Oct 26, 2014
If you’ve attended any of the packed previews of The Last Ship at the Neil Simon Theater, you may have noticed its originator and composer Sting lurking about. At your surprise to see him, he exclaims, “It’s my baby!” Indeed, this musical, with book by John Logan and Brian Yorkey, under Joe Mantello’s direction and with choreography by Steven Hoggett, is an absolute must-see about a young man who leaves home and family to travel the world, only to return after fifteen years to a place altered by modernity, what the British metaphysical poets called mutability. This change is most dramatically felt by a community losing its traditions of shipbuilding, and the work that sustained them literally and spiritually for generations.
The young man, Gideon (younger, Collin Kelly-Sordelet, older Michael Esper), seems in arrested development, a child-man wanting everything as it was. But it is “a different moon,” and he grows up fast. The location is Northern England whence Sting hails, from Newcastle, so close to Hadrian’s Wall, a border to Scotland, a locale that explains the accents, dialect, and syntax, as in one of my favorite songs, “What say you, Meg?” (Meg is Rachel Tucker) which comes when Gideon, still in love with the girl he left behind, wants her to marry him, even though she is now with Arthur (a worthy opponent in Aaron Lazar).

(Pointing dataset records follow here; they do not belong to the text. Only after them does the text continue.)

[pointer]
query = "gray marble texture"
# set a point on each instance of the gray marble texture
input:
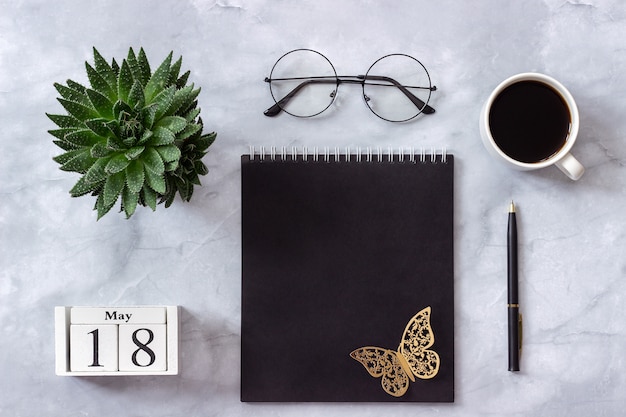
(572, 234)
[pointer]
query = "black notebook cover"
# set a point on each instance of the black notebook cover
(340, 255)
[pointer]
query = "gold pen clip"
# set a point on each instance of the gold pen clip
(521, 328)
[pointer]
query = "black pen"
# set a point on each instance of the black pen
(515, 318)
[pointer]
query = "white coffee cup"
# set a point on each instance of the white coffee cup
(562, 158)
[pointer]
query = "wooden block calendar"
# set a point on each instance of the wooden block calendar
(137, 340)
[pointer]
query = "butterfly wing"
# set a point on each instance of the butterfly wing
(417, 338)
(383, 363)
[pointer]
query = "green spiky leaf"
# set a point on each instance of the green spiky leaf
(129, 201)
(135, 176)
(105, 70)
(101, 103)
(113, 188)
(158, 80)
(116, 164)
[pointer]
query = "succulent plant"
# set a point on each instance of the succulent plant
(132, 134)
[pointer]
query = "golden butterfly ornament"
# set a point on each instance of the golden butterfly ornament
(412, 359)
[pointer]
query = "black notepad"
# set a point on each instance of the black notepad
(347, 278)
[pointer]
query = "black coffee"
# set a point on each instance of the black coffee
(529, 121)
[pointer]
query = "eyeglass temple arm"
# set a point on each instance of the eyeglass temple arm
(415, 100)
(277, 108)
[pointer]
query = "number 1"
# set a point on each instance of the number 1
(96, 345)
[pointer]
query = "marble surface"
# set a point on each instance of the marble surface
(572, 234)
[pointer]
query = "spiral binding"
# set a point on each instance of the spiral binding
(349, 154)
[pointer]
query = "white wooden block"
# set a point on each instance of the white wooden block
(165, 318)
(142, 347)
(118, 315)
(93, 348)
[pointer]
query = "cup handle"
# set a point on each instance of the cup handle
(571, 167)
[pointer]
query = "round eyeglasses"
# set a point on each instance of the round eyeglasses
(304, 83)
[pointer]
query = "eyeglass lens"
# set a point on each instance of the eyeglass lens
(304, 83)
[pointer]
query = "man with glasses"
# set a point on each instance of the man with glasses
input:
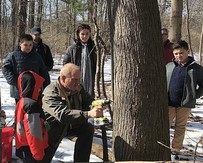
(168, 51)
(67, 107)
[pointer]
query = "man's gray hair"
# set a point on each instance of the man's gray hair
(68, 68)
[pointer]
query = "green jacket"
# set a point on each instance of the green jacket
(64, 110)
(193, 85)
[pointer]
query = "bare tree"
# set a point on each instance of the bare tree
(140, 115)
(1, 54)
(14, 11)
(22, 16)
(176, 20)
(31, 20)
(39, 13)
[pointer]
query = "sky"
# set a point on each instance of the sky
(66, 149)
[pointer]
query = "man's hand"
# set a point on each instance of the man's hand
(95, 112)
(2, 122)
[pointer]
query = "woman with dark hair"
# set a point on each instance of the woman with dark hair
(83, 54)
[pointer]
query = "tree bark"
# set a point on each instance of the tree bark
(22, 16)
(176, 20)
(14, 7)
(39, 13)
(140, 115)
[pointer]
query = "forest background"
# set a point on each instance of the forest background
(129, 31)
(59, 19)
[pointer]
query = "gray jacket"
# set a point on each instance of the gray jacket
(64, 110)
(193, 85)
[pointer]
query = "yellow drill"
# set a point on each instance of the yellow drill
(102, 120)
(101, 102)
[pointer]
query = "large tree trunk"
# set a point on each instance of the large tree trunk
(39, 12)
(31, 21)
(176, 20)
(140, 115)
(22, 17)
(14, 7)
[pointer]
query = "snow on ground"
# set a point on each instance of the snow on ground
(65, 151)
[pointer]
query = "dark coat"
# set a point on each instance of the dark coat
(193, 83)
(45, 52)
(73, 55)
(16, 62)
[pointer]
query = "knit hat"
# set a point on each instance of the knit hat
(36, 30)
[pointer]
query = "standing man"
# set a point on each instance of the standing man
(67, 107)
(168, 50)
(42, 48)
(185, 85)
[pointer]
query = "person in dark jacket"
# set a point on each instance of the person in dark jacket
(42, 48)
(22, 59)
(31, 134)
(83, 54)
(67, 107)
(185, 85)
(168, 50)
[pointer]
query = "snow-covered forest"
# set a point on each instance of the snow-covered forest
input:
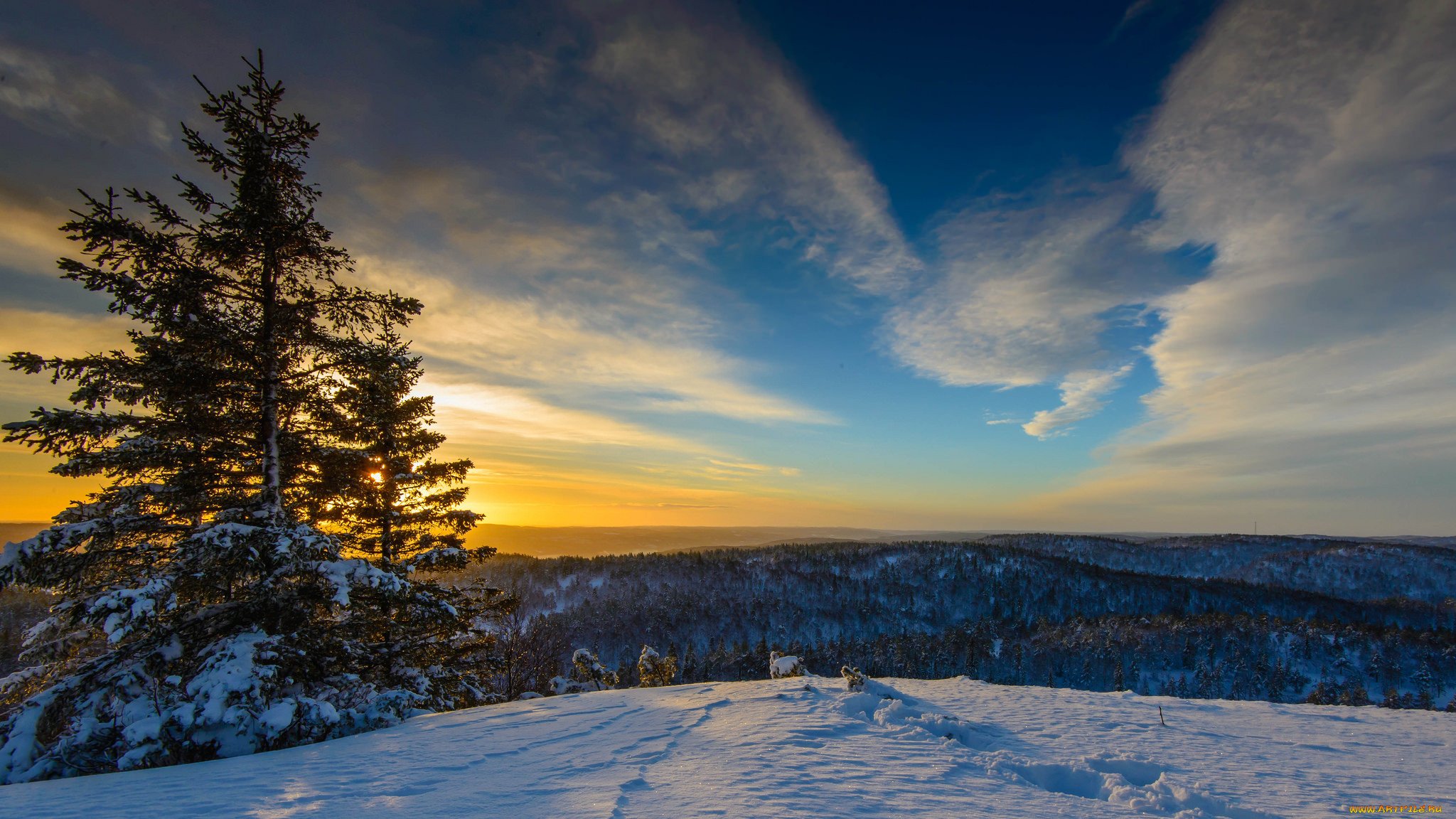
(1029, 609)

A note here about David Zinn’s scene design, so imaginative, breathtaking and mythic: the ship in all its immense grandeur is an abstract backdrop of sea-worthy glory, a mix of rust and blue-greens. Like all the talent involved in this production, the art is first rate, offering an unforgettable visual denouement.
Sting was an English teacher before he became STING. These epic journeys, quests for identity, paternity, and manhood, must come spilling out of his head. Father Jim is such a rich transformative figure that Fred Applegate who has performed the role from the beginning of Sting’s birthing this project, said he’s quit jobs every time this ship was set to sail. The actor said, if this vessel was heading to Broadway, “I wanted to be the one to play the good Father.”